Washington Reporter:
As we think about two years from now, what are topics that will be important to continue your work on?
Rep. Jim Jordan:
Censorship and protecting First Amendment are things that American people view as really important. The survey results show that. I’d like to think our committee has something to do with that, based on our work this past Congress. Who'd have thought GARM would have gone out of business after two weeks after a hearing? And to be honest, I don't think anyone ever heard of GARM. I hadn’t heard of GARM until I was sitting in a meeting with the Speaker the House, Kevin McCarthy, and Elon Musk, and we were talking about some of this stuff with the FTC, and some of the stuff with what Taibbi and Shellenberger were exposing. We got that and he goes, ‘by the way, there's this organization GARM, because GARM is harm.’ I never forgot the sentence. And so we started investigating. He was 100 percent right. They're like, bad. We have a hearing, and Ben Shapiro did a great job, and one of the guys from the big media buying outfit up in New York, he testified, I felt kind of bad for him, because he got fired the next day. And then the next thing you know, they're no longer in operation. And then the same thing sort of happened with Climate Action 100. You had State Street, BlackRock, Vanguard, they all got out of the group. That's what the witness said to us. We asked her during the committee, ‘did anyone leave?’ She said ‘yeah,’ and we asked ‘anyone of note?’ She said ‘yeah.’ I asked her why’d they leave, and she said ‘because of your investigation.’
Washington Reporter:
They would have gotten away with it, were it not for Jim Jordan.
Rep.

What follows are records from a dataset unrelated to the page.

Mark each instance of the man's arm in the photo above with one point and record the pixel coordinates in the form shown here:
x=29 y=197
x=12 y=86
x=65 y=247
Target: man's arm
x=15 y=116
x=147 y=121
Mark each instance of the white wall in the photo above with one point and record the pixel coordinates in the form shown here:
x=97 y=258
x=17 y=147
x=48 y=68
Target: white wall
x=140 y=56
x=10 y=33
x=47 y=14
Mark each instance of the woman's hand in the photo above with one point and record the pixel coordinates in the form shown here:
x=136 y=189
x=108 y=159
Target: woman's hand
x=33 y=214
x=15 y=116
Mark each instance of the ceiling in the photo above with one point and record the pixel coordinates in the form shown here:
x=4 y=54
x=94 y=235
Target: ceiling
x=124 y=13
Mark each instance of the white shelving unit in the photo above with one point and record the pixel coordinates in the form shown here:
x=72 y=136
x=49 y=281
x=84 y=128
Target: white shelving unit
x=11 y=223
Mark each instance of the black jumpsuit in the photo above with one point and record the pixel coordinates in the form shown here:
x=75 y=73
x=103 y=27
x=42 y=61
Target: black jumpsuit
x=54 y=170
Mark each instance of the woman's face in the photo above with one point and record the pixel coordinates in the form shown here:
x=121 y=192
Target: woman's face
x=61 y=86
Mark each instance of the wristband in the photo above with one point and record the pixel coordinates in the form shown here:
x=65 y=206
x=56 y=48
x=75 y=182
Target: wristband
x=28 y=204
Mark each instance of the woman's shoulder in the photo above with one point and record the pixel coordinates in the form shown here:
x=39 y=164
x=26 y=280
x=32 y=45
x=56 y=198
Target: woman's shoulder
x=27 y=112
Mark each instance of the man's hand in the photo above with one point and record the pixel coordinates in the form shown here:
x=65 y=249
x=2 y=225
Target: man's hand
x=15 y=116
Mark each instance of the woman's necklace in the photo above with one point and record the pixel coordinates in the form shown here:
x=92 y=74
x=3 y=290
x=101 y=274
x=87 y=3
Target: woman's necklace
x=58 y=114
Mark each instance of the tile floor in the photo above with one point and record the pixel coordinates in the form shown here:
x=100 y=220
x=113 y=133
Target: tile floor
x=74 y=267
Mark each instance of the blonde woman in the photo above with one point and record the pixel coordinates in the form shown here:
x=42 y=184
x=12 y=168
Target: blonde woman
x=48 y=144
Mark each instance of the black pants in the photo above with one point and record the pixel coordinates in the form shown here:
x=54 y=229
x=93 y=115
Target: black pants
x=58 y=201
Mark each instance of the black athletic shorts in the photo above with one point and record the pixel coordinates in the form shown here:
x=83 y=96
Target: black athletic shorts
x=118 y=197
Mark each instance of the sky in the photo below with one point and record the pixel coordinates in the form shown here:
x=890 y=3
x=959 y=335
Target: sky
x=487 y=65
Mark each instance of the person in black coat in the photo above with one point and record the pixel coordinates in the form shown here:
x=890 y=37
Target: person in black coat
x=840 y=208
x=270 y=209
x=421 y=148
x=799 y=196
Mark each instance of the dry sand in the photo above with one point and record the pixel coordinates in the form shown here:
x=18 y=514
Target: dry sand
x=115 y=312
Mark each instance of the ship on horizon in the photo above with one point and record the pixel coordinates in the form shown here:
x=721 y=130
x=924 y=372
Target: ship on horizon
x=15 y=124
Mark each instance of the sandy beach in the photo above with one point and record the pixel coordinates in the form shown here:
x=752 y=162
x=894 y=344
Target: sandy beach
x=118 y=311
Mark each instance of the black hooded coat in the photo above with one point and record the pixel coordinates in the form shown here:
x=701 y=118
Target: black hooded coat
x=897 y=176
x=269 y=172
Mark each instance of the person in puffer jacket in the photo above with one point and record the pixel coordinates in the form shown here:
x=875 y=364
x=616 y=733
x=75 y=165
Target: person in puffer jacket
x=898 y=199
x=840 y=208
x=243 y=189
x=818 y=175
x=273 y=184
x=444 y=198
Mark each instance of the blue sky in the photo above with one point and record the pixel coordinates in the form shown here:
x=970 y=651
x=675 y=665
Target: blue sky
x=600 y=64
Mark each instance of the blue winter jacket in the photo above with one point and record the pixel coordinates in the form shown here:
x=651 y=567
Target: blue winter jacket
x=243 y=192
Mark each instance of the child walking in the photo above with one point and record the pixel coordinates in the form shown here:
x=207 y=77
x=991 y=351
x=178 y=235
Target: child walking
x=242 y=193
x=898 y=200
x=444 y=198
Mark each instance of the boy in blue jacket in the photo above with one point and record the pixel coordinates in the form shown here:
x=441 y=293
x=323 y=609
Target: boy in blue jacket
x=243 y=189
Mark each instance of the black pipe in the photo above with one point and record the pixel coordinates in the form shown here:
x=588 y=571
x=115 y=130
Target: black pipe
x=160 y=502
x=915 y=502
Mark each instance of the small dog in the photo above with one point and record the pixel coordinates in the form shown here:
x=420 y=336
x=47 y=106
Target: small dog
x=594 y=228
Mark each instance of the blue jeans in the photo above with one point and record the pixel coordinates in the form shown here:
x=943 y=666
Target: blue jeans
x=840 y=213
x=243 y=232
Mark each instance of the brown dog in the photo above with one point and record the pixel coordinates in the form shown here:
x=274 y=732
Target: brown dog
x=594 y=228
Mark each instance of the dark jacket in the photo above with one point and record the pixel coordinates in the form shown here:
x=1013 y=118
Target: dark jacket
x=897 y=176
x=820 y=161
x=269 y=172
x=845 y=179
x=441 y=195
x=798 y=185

Jim Jordan:
Well, I mean, it's our staff and the team and our members. I know we've made a difference. And then, frankly, we had Tulsi Gabbard and Robert F. Kennedy, Jr. testify.
Washington Reporter:
Tulsi Gabbard, RFK Jr., Bari Weiss, Michael Shellenberger, Elon Musk, and even Donald Trump. Every single one of these people is a former Democrat. Do you feel like your work on a political side is going to be helpful to the GOP in continuing to flip a lot of skeptical Democrats towards your side?
Rep. Jim Jordan:
It was one of the most popular lines of mine on the campaign. I’d say, ‘did you ever think Donald Trump, Elon Musk, RFK Jr, and Tulsi Gabbard would be on the same team?’ We invited Tulsi in to speak, she did a great job when she was still Democrat. We invited RFK Jr in when he was running for president in the Democratic Party. And I took some heat for that, but he's with us on the First Amendment. And shazam, it turned out all right. And Shellenberger and Taibbi weren't Republicans. The other lady who was really good was the journalist from Canada, Rupa Subramanya, she covered the trucker stuff.
Washington Reporter:
My final question for you: you might not feel strongly about this, but I know your constituents do. Ryan Day. What needs to happen?
Rep. Jim Jordan:
That's up to other people. I love the Buckeyes, but I really love the Badger football. Luke Fickell’s a good guy. Fickell was a really good high school wrestler, best heavyweight in the country, and he's a great guy. And unfortunately, they went 5-7. It's tough. Hopefully, they'll turn it around. And the Buckeyes, they might win the National Championship. If they win the National Championship, everything's fine.
Washington Reporter:
Thanks so much for chatting, Congressman Jordan. We appreciate your time.